Describe the Rough ER (6pts)
- Has ribosomes
- Found near the nucleus
- Originates from nuclear membranes
- Mainly composed of cisternae
- Function is the synthesis, folding and transport of proteins
- Well developed in protein forming and secretory cells.
Describe the Smooth ER (6pts)
- Does not have ribosomes
- Found closer to the cell membrane
- Originates from the rough ER by giving off the ribosome
- Mainly composed of tubules
- Function= synthesis and transport of lipids
- Mainly present in lipid forming cells
Describe Signal sequences
Signal sequences are amino-acids at the N-terminal end of the protein that are recognised by enzyme systems within the cell that transport the protein to the correct destination
Describe the way proteins travel (3pts)
- Proteins produced in the ribosome
- Proteins will travel from the rough ER to the smooth ER to the golgi.
- They will either be secreted outside the cell, accumulated in the lysosomes and digested or secreted to the cell surface plasma membrane.
Describe protein synthesis and modification (9pts)
- A ribosome starts protein synthesis during initiation by assembling at the 5-prime cap.
- Once it encounters the start codon, it begins elongating the polypeptide chain
- Proteins that are to be secreted from the cell have a signal sequence at the beginning of the Amino acid sequence.
- This signal sequence pauses translation
- The signal sequence leads to the recruitment of the SRP. The SRP interacts with the signal sequence as well as the ribosome and guides the ribosome to the translocon that sits in the membrane of the ER with the SRP also binding to the SRP receptor on the ER membrane.
- Once the ribosome binds to the complex, translation is resumed.
- The newly synthesised growing polypeptide chain is threaded through the translocation channel into the lumen of the ER.
- The signal peptidase enzyme then cleaves off the signal sequence which is then degraded. The SRP is recycled and released from the ribosome complex.
- Translation resumes
How is Insulin modified inside the rough ER?
Insulin is made by beta cells in the pancreas and there are 3 forms:
- Peproinuslin- has signal peptide in the N terminus which is then cleaved off.
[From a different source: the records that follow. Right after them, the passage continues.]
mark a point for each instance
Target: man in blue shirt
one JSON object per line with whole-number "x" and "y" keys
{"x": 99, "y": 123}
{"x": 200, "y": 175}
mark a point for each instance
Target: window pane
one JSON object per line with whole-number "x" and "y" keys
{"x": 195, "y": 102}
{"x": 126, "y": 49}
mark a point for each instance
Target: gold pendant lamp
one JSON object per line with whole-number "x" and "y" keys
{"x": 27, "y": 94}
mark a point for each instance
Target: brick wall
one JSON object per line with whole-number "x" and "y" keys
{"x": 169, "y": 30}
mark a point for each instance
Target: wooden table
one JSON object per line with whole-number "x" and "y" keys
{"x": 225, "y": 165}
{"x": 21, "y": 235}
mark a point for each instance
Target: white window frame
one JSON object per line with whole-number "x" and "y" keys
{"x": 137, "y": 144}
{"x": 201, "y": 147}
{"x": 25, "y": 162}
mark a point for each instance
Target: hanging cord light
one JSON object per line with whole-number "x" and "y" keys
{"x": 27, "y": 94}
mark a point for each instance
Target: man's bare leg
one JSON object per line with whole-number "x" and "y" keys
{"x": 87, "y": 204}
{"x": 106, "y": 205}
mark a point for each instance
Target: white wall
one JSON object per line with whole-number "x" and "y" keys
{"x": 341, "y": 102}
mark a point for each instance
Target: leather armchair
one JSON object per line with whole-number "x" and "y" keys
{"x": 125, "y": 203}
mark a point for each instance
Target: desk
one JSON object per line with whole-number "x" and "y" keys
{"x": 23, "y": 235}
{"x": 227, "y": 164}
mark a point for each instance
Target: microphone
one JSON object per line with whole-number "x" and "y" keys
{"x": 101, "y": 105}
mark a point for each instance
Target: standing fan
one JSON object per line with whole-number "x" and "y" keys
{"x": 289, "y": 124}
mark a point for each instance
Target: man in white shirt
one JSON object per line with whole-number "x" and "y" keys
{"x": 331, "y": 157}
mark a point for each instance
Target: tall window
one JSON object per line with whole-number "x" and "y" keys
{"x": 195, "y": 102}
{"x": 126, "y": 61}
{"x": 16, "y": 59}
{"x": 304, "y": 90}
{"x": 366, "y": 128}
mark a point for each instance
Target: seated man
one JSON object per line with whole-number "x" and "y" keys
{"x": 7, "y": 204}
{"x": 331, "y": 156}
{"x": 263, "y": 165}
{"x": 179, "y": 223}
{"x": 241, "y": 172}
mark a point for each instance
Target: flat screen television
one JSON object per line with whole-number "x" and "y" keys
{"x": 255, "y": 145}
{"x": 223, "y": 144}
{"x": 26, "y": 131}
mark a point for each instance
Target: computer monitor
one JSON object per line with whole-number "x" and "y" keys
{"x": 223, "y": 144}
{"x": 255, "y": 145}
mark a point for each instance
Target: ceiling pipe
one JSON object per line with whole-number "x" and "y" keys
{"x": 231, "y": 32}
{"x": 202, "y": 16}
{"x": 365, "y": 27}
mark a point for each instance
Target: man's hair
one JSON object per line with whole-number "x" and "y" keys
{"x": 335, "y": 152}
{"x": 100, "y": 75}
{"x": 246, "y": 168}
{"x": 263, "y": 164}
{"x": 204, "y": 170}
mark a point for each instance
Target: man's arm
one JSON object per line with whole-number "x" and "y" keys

The signal peptide is 20-25 amino acids long
- Proinsulin- Large bits removed such as the C peptide which is not used at all. It is cleaved off to form a mature protein
- Mature insulin- as a results of all these modifications. Sugars such as glycosylation and degylocsylation are added to proteins as they enter the ER.
Describe Proteolysis (1pts)
Proteins being cleaved off
Describe the ER quality control check (5pts)
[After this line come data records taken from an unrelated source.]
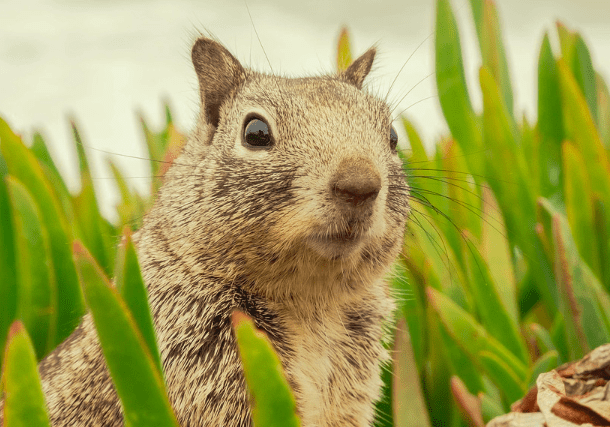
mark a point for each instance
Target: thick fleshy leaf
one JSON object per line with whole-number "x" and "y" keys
{"x": 411, "y": 304}
{"x": 469, "y": 404}
{"x": 408, "y": 404}
{"x": 493, "y": 53}
{"x": 603, "y": 110}
{"x": 511, "y": 186}
{"x": 584, "y": 304}
{"x": 128, "y": 281}
{"x": 459, "y": 360}
{"x": 132, "y": 207}
{"x": 502, "y": 375}
{"x": 23, "y": 166}
{"x": 550, "y": 122}
{"x": 37, "y": 289}
{"x": 24, "y": 404}
{"x": 601, "y": 223}
{"x": 580, "y": 129}
{"x": 493, "y": 314}
{"x": 344, "y": 52}
{"x": 495, "y": 249}
{"x": 417, "y": 157}
{"x": 8, "y": 278}
{"x": 579, "y": 205}
{"x": 62, "y": 193}
{"x": 576, "y": 55}
{"x": 471, "y": 336}
{"x": 272, "y": 400}
{"x": 451, "y": 85}
{"x": 580, "y": 290}
{"x": 87, "y": 210}
{"x": 134, "y": 372}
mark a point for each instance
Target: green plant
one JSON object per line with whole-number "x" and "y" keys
{"x": 505, "y": 267}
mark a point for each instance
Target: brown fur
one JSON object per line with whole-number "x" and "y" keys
{"x": 298, "y": 236}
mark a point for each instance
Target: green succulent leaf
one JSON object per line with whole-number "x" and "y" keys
{"x": 128, "y": 281}
{"x": 24, "y": 167}
{"x": 344, "y": 52}
{"x": 408, "y": 404}
{"x": 37, "y": 288}
{"x": 24, "y": 404}
{"x": 273, "y": 403}
{"x": 472, "y": 337}
{"x": 550, "y": 122}
{"x": 135, "y": 374}
{"x": 8, "y": 278}
{"x": 580, "y": 129}
{"x": 452, "y": 89}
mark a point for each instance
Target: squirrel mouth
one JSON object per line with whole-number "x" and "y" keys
{"x": 337, "y": 244}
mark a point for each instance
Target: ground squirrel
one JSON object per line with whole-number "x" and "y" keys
{"x": 289, "y": 203}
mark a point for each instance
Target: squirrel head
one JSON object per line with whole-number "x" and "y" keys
{"x": 286, "y": 184}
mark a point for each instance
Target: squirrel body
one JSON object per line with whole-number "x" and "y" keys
{"x": 294, "y": 223}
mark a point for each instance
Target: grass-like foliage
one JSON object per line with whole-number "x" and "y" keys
{"x": 505, "y": 271}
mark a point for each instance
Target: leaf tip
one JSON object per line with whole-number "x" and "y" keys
{"x": 238, "y": 317}
{"x": 78, "y": 248}
{"x": 15, "y": 328}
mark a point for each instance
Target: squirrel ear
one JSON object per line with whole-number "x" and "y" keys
{"x": 219, "y": 73}
{"x": 359, "y": 69}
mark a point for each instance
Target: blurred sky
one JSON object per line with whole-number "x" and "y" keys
{"x": 103, "y": 60}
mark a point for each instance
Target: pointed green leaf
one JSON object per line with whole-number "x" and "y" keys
{"x": 37, "y": 288}
{"x": 87, "y": 209}
{"x": 550, "y": 121}
{"x": 273, "y": 403}
{"x": 344, "y": 52}
{"x": 136, "y": 378}
{"x": 62, "y": 193}
{"x": 584, "y": 304}
{"x": 495, "y": 249}
{"x": 511, "y": 186}
{"x": 8, "y": 278}
{"x": 503, "y": 376}
{"x": 493, "y": 53}
{"x": 585, "y": 74}
{"x": 24, "y": 404}
{"x": 129, "y": 283}
{"x": 579, "y": 205}
{"x": 459, "y": 360}
{"x": 576, "y": 55}
{"x": 470, "y": 335}
{"x": 408, "y": 404}
{"x": 418, "y": 156}
{"x": 494, "y": 316}
{"x": 601, "y": 224}
{"x": 603, "y": 110}
{"x": 451, "y": 84}
{"x": 23, "y": 166}
{"x": 580, "y": 129}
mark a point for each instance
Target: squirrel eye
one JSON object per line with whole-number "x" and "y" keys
{"x": 256, "y": 134}
{"x": 393, "y": 138}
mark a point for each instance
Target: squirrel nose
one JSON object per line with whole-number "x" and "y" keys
{"x": 357, "y": 182}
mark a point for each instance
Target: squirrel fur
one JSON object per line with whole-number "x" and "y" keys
{"x": 298, "y": 234}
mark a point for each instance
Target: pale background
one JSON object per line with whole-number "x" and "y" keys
{"x": 101, "y": 60}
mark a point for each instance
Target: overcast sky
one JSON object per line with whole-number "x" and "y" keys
{"x": 102, "y": 60}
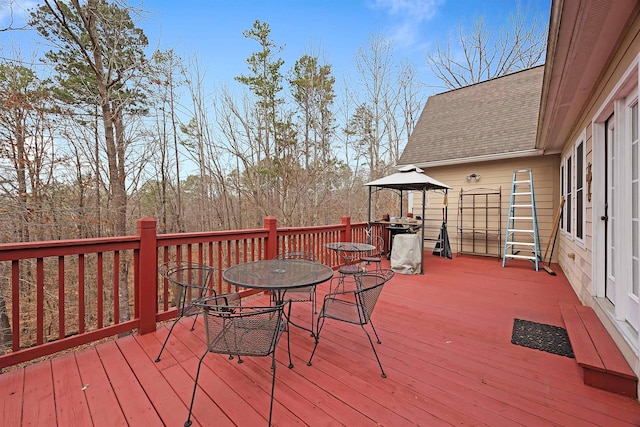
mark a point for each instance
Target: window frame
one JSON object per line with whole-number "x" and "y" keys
{"x": 579, "y": 193}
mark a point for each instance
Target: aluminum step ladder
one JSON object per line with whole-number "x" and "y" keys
{"x": 522, "y": 240}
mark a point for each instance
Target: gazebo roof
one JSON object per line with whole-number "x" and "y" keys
{"x": 409, "y": 177}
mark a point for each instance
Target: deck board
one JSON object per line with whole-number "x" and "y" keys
{"x": 445, "y": 348}
{"x": 38, "y": 387}
{"x": 104, "y": 407}
{"x": 134, "y": 401}
{"x": 70, "y": 400}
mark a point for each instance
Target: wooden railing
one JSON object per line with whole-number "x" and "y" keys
{"x": 56, "y": 295}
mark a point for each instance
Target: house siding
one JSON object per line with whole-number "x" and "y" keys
{"x": 493, "y": 175}
{"x": 578, "y": 261}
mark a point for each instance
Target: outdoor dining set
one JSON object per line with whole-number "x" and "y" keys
{"x": 241, "y": 329}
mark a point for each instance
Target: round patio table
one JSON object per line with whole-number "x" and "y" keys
{"x": 278, "y": 276}
{"x": 349, "y": 246}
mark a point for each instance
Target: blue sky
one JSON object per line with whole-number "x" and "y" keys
{"x": 332, "y": 29}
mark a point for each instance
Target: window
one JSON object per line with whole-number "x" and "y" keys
{"x": 566, "y": 190}
{"x": 579, "y": 193}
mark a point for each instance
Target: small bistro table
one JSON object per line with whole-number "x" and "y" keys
{"x": 278, "y": 276}
{"x": 349, "y": 246}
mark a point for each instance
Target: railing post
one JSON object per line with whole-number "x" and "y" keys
{"x": 346, "y": 236}
{"x": 147, "y": 275}
{"x": 271, "y": 224}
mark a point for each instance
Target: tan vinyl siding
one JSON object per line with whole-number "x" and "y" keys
{"x": 494, "y": 175}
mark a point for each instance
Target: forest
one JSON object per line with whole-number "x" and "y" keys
{"x": 102, "y": 131}
{"x": 112, "y": 131}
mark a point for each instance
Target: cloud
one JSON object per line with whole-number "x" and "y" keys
{"x": 14, "y": 13}
{"x": 410, "y": 10}
{"x": 407, "y": 18}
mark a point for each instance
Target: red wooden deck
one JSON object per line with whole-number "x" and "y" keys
{"x": 445, "y": 348}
For export to occur in Golgi the protein must have passed the quality control check:
- Proteolysis- protein must be properly cleaved
- Must be Glycosylated
- Disulphide bridges must be formed in the right places.
- Protein should have been formed/ folded
- Assembled to larger complexes
What happens if proteins fail the ER quality check (1pt)
Proteins that fail any quality check will not be exported from the Er and are degraded by ubiquitination and proteasome in ERAD- Endoplasmic-reticlum-associated protein degradation.
Describe the Golgi Apparatus (6pts)
- Looks like a stack of pancakes
- Proteins travel from cis to trans face and are packaged and modified along the way.
- Cis-face= where vesicles would fuse, coming from the ER.
- Trans-face= where vesicles are pinched off and is transferred out of Golgi.
- Each pancake has cisternae- the middle stack is called the medial cisternae
- Golgi stacks form a ribbon structure
Describe Vesicle transport proteins (4pts)
- Vesicle transport proteins move from the Golgi Apparatus to lysosomes, the plasma membrane or the exterior. The destination is determined in the ER when the proteins binds to a specific receptor.
- Bud formation is facilitated by binding of different coat proteins
- Once transport vesicle is formed and released coat proteins are removed revealing v-Snare which are integral proteins
- V- snare binds to t-snare (target) in the target membrane, the transport vesicle fuses to the target membrane and the cargo delivered.